When asked about his popularity as a portraitist with high society women, van Dongen was very clear what mattered most: ‘The essential thing is to elongate the women and make them slim. Then give them beautiful eyes. After that it just remains to enlarge their jewels.’

Cornelis Theodorus Maria ‘Kees’ van Dongen grew up in Delfshaven, then on the outskirts of Rotterdam. When he was sixteen he started his studies at the Royal Academy of Fine Arts in Rotterdam, working with Jan Striening and Johannes Heyberg. It was at the Academy that he started a relationship with fellow painter Augusta ‘Guus’ Preitinger, who he married in 1901. In 1897 Van Dongen lived in Paris for several months, and in 1899 he and Guus returned to Paris and took up residence in Montmartre. A son, born in 1901, survived only a few days, but their daughter Augusta, always known as Dolly, was born four years later and became a favourite of the artistic community around van Dongen, especially of Pablo Picasso and his girlfriend Fernande Olivier; for several years van Dongen shared a studio with Picasso at the Bateau Lavoir at 13 rue Ravignan.
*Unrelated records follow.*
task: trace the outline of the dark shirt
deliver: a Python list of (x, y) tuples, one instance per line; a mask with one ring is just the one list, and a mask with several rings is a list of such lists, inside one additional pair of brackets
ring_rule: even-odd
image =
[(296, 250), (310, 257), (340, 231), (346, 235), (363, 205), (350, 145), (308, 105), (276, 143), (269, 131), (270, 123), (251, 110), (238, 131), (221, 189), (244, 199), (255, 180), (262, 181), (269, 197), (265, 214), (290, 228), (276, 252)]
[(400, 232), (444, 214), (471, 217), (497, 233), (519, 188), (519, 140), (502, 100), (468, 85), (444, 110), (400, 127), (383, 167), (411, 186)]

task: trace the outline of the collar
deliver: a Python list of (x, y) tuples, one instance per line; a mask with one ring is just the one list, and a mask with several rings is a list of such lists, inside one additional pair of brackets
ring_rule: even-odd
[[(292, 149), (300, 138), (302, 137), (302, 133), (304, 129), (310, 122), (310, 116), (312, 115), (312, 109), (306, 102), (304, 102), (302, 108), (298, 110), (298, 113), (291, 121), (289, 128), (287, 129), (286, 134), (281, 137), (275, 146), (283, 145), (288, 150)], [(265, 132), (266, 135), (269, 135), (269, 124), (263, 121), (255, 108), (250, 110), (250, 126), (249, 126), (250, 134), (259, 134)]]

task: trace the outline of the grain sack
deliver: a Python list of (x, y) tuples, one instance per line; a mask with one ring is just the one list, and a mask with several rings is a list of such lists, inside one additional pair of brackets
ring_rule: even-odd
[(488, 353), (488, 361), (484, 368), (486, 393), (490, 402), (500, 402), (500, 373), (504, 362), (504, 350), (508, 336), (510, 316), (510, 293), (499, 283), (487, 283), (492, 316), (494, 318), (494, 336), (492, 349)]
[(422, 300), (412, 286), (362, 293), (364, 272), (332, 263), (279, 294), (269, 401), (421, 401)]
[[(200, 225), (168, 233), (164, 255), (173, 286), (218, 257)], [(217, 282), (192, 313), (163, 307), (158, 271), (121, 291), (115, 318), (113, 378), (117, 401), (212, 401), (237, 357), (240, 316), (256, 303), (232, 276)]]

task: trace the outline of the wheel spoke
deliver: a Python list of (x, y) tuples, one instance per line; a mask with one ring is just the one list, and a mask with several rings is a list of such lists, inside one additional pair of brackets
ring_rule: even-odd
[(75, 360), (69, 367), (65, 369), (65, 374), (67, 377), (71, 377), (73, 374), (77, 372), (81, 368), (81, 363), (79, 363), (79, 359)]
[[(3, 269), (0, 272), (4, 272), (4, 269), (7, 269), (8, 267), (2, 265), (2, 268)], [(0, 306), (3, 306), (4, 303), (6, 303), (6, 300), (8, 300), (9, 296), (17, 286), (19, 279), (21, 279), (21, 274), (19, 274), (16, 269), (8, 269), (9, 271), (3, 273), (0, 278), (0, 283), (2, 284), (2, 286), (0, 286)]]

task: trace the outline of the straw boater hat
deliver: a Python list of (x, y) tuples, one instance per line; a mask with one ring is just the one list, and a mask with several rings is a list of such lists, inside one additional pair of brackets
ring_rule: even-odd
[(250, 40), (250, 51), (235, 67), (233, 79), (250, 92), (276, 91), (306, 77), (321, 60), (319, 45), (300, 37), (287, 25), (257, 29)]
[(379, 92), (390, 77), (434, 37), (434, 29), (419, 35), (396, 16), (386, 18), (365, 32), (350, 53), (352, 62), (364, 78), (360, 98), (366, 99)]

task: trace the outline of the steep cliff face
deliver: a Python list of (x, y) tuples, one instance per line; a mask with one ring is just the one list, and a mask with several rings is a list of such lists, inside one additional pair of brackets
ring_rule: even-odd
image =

The real breakthrough for van Dongen came in 1905, when he participated in the controversial Salon d’Automne exhibition together with Henri Matisse, André Derain, Albert Marquet, Maurice de Vlaminck, Charles Camoin and Jean Puy. The bright colours of this group of artists led to them being called Fauves (wild beasts) by the influential art critic Louis Vauxcelles. Van Dongen was also briefly a member of the German Expressionist group Die Brücke.

Tableau, 1913

It was after this that van Dongen began to develop a reputation as a socialite.  He often hosted masquerade parties, and his art and lifestyle were the talk of the Paris fashionista. His paintings often depicted erotic subjects, which often caused consternation among critics and admirers. One such painting was a nude portrait of his wife Guus, ‘Tableau’, which he completed in 1913; the figure crouching on the floor to the right is Kees, admiring the beauty of his wife.  He exhibited the work at the 1913  Salon d’Automne, but the work was considered so scandalous that the police removed it from the gallery. Van Dongen condemned its removal in no uncertain terms: ‘For all those who look only with their ears, what we have here is a completely naked woman. You may be prudish, but I tell you that our genitals are organs as amusing as our brains, and if our sex was found in the face in place of the nose (which could well have happened), where would prudishness be then? Like the lack of respect for many respectable things, shamelessness is the true virtue.’

Torso, 1905

In the summer of 1914 Guus took Dolly to see family in Rotterdam, but they were caught by the outbreak of World War I and were not able to return to Paris until 1918. It became clear that both before and during the war Kees had been having sexual relationships with several other women, and Preitinger and van Dongen divorced in 1921. Of these liaisons the most important, starting in 1917, was with a married socialite, the fashion director Léa Alvin, also known as Jasmy Jacob, a relationship which lasted until 1927. It was during this period that van Dongen developed the lush colours of his distinctive Fauvist style, which earned him a solid reputation with the French bourgeoisie and upper class, where he was much in demand for his portraits. As a fashionable portraitist, he was commissioned for subjects including Arletty, Louis Barthou, Sacha Guitry, Leopold III of Belgium, Anna de Noailles and Maurice Chevalier.

In addition to selling his paintings, van Dongen also gained an income by selling satirical sketches to the newspaper Revue Blanche. Book illustration was also a regular source of work and income; in 1920 Les Éditions de la Sirène commissioned van Dongen to produce illustrations for a new French edition of Rudyard Kipling’s Jungle Book; the result was some of the most successful illustrations ever made to accompany Kipling’s stories.

Illustration for Les lepreuses, 1946

Other book commissions followed, and by the mid-1940s van Dongen was regularly producing illustrations for limited edition books, including Henri de Montherlant’s Les lepreuses in 1946, Marcel Proust’s A la recherche du temps perdu in 1947, Casanova’s Premiers amours in 1950, and to crown his achievement the colourful images for Le livre des mille nuits et une nuit in 1955.

From 1959 Kees van Dongen lived in Monaco, and died in his home in Monte Carlo. Always the avowed self-critic, one of his most-often quoted remarks is ‘Painting is the most beautiful of lies’.